Marking notes. (a) 1 mark — correctly divides S by V₀; 1 mark — correctly takes the 5th root and finds r with units (%). (b) 1 mark — uses (1 − r)8 in one calculation (not eight); 1 mark — correct value with units. Common error in (a): rounding 0.527027 to 0.53 before the 5th root introduces noticeable error.
2.1 — Excavator $185,000 over 6 years (7 marks): sample Band-6 response with annotations
Sample Band-6 response.
(a) Method X — straight-line, $19,500 per year.
SX = 185,000 − (19,500 × 6) = 185,000 − 117,000 = $68,000.00. [1 mark — Method X correct.]
(b) Method Y — declining balance at 14%.
(1 − 0.14) = 0.86; (0.86)6 = 0.404567… [1 mark — multiplier and (0.86)6 shown.]
SY = 185,000 × 0.404567 = $74,844.94. [1 mark — Method Y correct with units.]
(c) Comparison and conservatism.
Difference at year 6: $74,844.94 − $68,000.00 = $6,844.94. [1 mark — correct comparison.]
Conclusion: Method Y (declining balance at 14%) gives the higher book value at year 6, by $6,844.94. [1 mark — explicit conclusion.]
In the EARLY years, Method Y is the more conservative method — it depreciates the asset faster initially because 14% of $185,000 is a larger dollar amount than $19,500. [1 mark — identifies Y as more conservative early.]
Year 1 example: under Method X, S = 185,000 − 19,500 = $165,500. Under Method Y, S = 185,000 × 0.86 = $159,100. Method Y's year-1 book value ($159,100) is $6,400 lower than Method X's ($165,500), confirming Y is more conservative in early years. [1 mark — example calculation supports the claim.]
Total: 7/7.
Band descriptors for marker.
Band 3: Method X correct; cannot apply declining balance correctly (e.g., uses (1.14) instead of (0.86), or multiplies by 0.14 instead of by (1 − r)n). ≈ 2-3 marks.
Band 4: Both methods calculated correctly with (1 − r)n shown; conclusion sentence present but either the "conservative early" claim is missing/wrong, or no supporting example given. ≈ 4-5 marks.

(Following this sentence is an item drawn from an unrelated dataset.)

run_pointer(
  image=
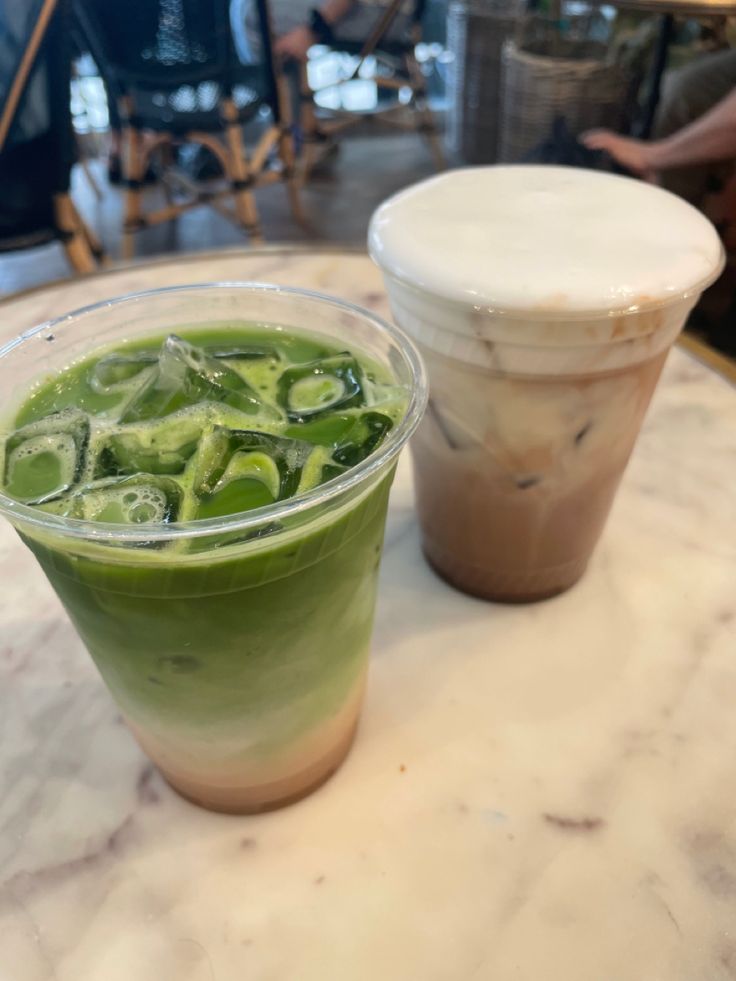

Band 5: Full calculations, correct comparison, correct identification of conservatism, but the supporting example is computed incorrectly or compares year 6 not early years. ≈ 6 marks.
Band 6: Complete, correct, conclusion sentence with units, and an EARLY-year example showing Method Y's lower year-1 value supports the conservatism claim. 7/7.